7. France, Italy, and Great Britain wanted to treat themselves to the spoils of war by demanding heavy reparations; they had made secret agreements to divide up the German colonies.  8. National self-determination bore fruit in the creation of the independent states of Austria, Hungary, Poland, Yugoslavia, and Czechoslovakia.  9. The creation of the new nations of Finland, Estonia, Lithuania, and Latvia upheld the principle of self-determination, while also isolating Soviet Russia from the rest of Europe.  10. Wilson won only limited concessions regarding the colonial empires, and topics such as freedom of the seas and free trade never came up because of Allied resistance.

11. A peace treaty was signed in Versailles on June 28, 1919, but when Wilson presented the treaty to the U.S. Senate, it did not receive the necessary two-thirds vote for ratification.

12. Progressive senators felt that the treaty was too conservative, “irreconcilables” disapproved of U.S. participation in European affairs, and Republicans wanted to amend Article X.

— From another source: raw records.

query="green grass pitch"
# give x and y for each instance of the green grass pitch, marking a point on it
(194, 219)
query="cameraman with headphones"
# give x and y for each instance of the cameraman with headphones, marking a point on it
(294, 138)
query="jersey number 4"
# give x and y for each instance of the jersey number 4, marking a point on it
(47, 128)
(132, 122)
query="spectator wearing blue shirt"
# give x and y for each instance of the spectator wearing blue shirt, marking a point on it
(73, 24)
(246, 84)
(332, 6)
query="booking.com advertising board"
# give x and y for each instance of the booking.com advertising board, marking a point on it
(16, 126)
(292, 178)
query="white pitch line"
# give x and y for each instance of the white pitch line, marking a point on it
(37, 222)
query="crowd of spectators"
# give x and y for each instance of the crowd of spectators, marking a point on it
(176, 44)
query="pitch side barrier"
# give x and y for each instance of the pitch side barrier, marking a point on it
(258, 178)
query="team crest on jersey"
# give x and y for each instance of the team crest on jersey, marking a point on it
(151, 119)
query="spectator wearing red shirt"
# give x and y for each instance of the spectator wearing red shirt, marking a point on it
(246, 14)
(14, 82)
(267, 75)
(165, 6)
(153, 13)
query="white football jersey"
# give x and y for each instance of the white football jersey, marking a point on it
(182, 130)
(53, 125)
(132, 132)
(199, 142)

13. In September of 1919,Wilson went on a speaking tour to defend the treaty, but the tour was cut short because he suffered a severe stroke.  14. Wilson remained inflexible in his refusal to compromise, but the treaty was not ratified when it came up for a vote in the Senate in 1919 and again in 1920.

15. Wartime issues were only partially resolved; some unresolved problems played a major role in the coming ofWorld War II, and some, like the competing ethnic nationalism in the Balkans, remain unsolved today.  B. Racial Strife, Labor Unrest, and the Red Scare 1. Many African Americans emerged from the war determined to stand up for their rights and contributed to a spirit of resistance to oppression that characterized the early 1920s.  2. Blacks who had migrated to the North and blacks who had served in the war had high expectations that exacerbated white racism; lynching nearly doubled in the South, and race riots broke out in the North.

3. A variety of tensions were present in northern cities where violence erupted: black voters determined the winners of close elections, and blacks competed with whites for jobs and housing.

4. Workers of all races had hopes for a better life, but after the war employers resumed attacks on union activity, and rapidly rising inflation threatened to wipe out wage increases.  5. As a result of workers’ determination and employers’ resistance, one in every five workers went on strike in 1919; strikes were held by steelworkers, shipyard workers in Seattle, and policemen in Boston.

6. Governor Calvin Coolidge of Massachusetts fired the entire Boston police force, and that strike failed; Coolidge was rewarded with the Republican vice presidential nomination in 1920.

7. Americans harbored a pervasive fear of radicalism and a long-standing anxiety about unassimilated immigrants, an anxiety that had been made worse by the war.

8. The Russian Revolution of 1917 so alarmed the Allies that Wilson sent several thousand troops to Russia in hopes of weakening the Bolshevik regime.

9. American fears of communism were deepened as the labor unrest coincided with the founding of the Bolsheviks’ Third International (or Comintern) to export Communist doctrine and revolution to the rest of the world.  10. Ironically, as public concern about domestic Bolshevism increased, the U.S. Communist Party and the Communist Labor Party were rapidly losing members and political power.  11. Tensions mounted with a series of bombings in the early spring of 1919; in November, Attorney General A.Mitchell Palmer staged the first of what were known as “Palmer raids.” 12. Lacking the protection of U.S. citizenship, thousands of aliens faced deportation without formal trial or indictment.

13. Palmer predicted that a conspiracy attempt to overthrow the government would occur in May 1920; when the incident never occurred, the hysteria of the Red Scare began to abate.  14. At the height of the Red Scare, Nicola Sacco and Bartolomeo Vanzetti—alien draft evaders —were arrested for robbery and murder, were denied a new trial even though evidence surfaced that suggested their innocence, and were executed in 1927.

15. With few casualties and no physical destruction

at home, America emerged from the war stronger than ever—a major international power with exceptional industrial productivity.